New Orleans revelers rolling in beads during annual Mardi Gras celebration

Tuesday, February 12th 2002, 12:00 am
By: News On 6

NEW ORLEANS (AP) _ Mardi Gras revelers were rolling in beads and booze on Bourbon Street as they tried to celebrate the city's annual pre-Lenten blowout free of any worries about terrorism.

``It's been a rough year on all of us, sad times,'' said Doreen Anderson, 31, of Los Angeles. ``That's why I'm here. All I was thinking about was how good a party would be right now.''

Bourbon Street balconies were jammed hours before the traditional parades got under way Monday night, with people tossing long strings of beads to partygoers below.

Harry Seals, a 28-year-old salesman from St. Louis, and a group of buddies were offering the plastic trinkets to women willing to pay by showing some skin.

``It's the currency of the hour,'' said Seals, holding up a string of beads. ``People want them. Some people will do almost anything for them.''

``What a place,'' said Tom Carter, 28, of St. Louis. ``I'll remember this the rest of my life.''

New Orleans was wrapping up its annual Carnival, the city's final fling before Lent, which begins Ash Wednesday. The festivities were interrupted this year by the Super Bowl. The NFL game was pushed back a week by the terrorist attacks, forcing New Orleans to split the two weekends of parades that lead up to Fat Tuesday.

In the French Quarter, the pillars holding up balconies were greased to prevent overly enthusiastic revelers from climbing them.

Although tossing beads and trinkets from the balconies is illegal, police ignore the practice during Carnival. Exposing breasts is also illegal, but arrests are rare.

Police were evident throughout the French Quarter and along the parade routes, with officers on 12-hour shifts and 50 National Guard troops and 100 state troopers helping out.

``The first weekend of parades had no trouble, and of course, the Super Bowl went off without a hitch,'' police spokesman Lt. Sidney Bournes said. ``We expect the same thing for the rest of Carnival.''

Along the parade route on historic St. Charles Avenue, red, white and blue interspersed the traditional Carnival colors of purple, green and gold. American flags decorated many of the mansions that lined the street.

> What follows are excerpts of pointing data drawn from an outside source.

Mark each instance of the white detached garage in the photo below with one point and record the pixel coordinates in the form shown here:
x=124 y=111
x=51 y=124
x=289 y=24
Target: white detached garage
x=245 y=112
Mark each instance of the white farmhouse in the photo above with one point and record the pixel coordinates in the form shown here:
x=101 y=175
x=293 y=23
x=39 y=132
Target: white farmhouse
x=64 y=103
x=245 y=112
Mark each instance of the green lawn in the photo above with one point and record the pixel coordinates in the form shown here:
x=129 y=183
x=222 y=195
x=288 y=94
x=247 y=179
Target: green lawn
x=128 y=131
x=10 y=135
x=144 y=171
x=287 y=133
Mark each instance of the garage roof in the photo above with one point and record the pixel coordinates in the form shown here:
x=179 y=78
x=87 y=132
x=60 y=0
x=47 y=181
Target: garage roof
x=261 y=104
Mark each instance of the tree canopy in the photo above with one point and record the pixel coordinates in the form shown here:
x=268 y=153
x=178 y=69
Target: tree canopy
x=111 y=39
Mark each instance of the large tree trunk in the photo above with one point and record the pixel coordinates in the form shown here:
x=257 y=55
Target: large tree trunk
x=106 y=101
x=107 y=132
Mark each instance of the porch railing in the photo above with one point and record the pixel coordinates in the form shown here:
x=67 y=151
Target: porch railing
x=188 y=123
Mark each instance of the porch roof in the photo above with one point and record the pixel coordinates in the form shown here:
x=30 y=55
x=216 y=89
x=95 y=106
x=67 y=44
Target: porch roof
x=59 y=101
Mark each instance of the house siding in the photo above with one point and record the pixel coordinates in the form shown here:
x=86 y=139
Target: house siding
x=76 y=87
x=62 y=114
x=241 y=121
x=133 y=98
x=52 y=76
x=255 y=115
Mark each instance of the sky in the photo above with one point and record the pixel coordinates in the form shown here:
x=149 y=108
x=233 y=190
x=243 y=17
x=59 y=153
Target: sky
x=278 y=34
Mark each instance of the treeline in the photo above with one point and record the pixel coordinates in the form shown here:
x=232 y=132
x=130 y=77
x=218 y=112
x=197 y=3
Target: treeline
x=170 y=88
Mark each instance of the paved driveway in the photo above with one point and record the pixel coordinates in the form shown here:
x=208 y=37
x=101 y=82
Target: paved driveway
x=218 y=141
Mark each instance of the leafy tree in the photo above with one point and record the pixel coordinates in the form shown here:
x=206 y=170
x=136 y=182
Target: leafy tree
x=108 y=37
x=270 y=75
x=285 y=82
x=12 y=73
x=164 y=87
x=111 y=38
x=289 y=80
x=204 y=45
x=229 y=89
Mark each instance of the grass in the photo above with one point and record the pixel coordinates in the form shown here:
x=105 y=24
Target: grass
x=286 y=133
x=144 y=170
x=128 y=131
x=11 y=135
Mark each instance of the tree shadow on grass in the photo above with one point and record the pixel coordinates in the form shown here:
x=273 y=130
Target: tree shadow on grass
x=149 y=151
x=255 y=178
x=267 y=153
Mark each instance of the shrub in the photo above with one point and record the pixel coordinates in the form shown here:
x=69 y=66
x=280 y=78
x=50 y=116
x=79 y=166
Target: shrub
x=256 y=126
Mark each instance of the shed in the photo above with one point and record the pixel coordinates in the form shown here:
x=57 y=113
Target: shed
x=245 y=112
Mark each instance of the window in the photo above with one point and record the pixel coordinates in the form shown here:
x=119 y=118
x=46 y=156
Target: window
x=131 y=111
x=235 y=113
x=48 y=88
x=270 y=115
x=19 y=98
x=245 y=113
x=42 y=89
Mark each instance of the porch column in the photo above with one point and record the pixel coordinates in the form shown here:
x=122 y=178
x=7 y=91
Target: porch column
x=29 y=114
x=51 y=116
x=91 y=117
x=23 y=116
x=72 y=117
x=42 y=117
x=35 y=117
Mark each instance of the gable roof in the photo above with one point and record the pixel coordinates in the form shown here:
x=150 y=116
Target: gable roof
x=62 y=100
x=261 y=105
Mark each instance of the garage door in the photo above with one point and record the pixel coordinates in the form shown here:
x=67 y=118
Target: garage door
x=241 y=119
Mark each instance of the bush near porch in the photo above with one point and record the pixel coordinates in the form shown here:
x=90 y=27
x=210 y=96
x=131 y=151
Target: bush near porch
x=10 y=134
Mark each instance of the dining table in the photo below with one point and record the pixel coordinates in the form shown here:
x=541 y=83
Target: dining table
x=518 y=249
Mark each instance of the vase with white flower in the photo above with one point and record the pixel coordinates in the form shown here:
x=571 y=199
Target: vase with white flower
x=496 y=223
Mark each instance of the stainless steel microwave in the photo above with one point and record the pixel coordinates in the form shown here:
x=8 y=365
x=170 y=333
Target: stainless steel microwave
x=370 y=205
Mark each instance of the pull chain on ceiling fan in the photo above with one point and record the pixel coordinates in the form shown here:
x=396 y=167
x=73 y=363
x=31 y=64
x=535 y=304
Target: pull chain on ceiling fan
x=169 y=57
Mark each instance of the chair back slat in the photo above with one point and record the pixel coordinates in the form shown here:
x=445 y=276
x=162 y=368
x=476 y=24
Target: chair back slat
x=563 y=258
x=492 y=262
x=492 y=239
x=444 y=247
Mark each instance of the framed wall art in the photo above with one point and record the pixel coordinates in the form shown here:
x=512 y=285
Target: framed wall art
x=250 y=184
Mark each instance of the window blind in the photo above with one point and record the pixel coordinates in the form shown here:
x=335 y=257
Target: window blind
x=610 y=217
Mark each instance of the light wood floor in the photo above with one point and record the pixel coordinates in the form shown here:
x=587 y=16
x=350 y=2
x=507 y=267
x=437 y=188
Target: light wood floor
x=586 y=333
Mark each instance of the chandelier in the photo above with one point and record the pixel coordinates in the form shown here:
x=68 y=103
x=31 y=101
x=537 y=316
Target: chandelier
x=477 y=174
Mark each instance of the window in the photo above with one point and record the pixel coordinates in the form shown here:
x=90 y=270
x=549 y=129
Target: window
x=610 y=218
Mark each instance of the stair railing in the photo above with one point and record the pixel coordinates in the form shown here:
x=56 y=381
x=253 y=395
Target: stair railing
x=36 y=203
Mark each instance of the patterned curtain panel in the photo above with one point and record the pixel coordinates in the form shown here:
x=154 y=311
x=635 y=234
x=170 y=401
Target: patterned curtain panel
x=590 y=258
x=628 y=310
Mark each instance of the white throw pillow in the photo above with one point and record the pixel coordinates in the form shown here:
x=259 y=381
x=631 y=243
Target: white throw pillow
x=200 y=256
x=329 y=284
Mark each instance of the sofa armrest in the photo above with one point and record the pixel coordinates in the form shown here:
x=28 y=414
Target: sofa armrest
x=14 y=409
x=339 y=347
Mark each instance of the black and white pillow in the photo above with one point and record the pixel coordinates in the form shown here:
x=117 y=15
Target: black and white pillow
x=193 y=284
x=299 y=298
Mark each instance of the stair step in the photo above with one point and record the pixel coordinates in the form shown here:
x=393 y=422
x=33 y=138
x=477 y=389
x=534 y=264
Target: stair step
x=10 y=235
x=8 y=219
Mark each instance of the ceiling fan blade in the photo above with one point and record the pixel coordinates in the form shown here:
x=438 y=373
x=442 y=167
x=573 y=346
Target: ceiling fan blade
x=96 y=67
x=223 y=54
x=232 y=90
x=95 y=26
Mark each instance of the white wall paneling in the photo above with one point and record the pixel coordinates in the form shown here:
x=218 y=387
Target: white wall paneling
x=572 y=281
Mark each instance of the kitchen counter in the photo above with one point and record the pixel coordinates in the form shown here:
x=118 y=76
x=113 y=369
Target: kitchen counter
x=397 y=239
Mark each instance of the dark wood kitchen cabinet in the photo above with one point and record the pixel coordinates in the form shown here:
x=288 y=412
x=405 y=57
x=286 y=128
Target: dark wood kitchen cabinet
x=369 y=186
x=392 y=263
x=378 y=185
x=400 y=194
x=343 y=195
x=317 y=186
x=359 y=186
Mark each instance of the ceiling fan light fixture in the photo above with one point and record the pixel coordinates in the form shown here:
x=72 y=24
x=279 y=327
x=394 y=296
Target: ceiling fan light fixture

In Philadelphia, police officials, who were criticized for losing control of last year's Mardi Gras celebration, said they would not tolerate public drinking, public nudity and vandalism this time around.

City officials wanted to prevent a repeat of last year's fiasco, in which drunken revelers threw bottles, smashed storefronts and looted thousands of dollars worth of merchandise.

More than 80 people were arrested during the riot on South Street, a popular stretch of bars and shops at the edge of downtown.

Police deployed hundreds of officers to control the crowds, but they were overwhelmed by marauding groups of young men.

This year, the city put more uniformed and undercover officers on the street. They said they would arrest underage drinkers and other violators on the spot, and also planned to keep traffic moving along South Street to prevent revelers from spilling onto the roadway.

``The problem last year was we didn't expect that kind of violence. This year, I'm loaded for bear,'' said police Chief Inspector Frank Pryor.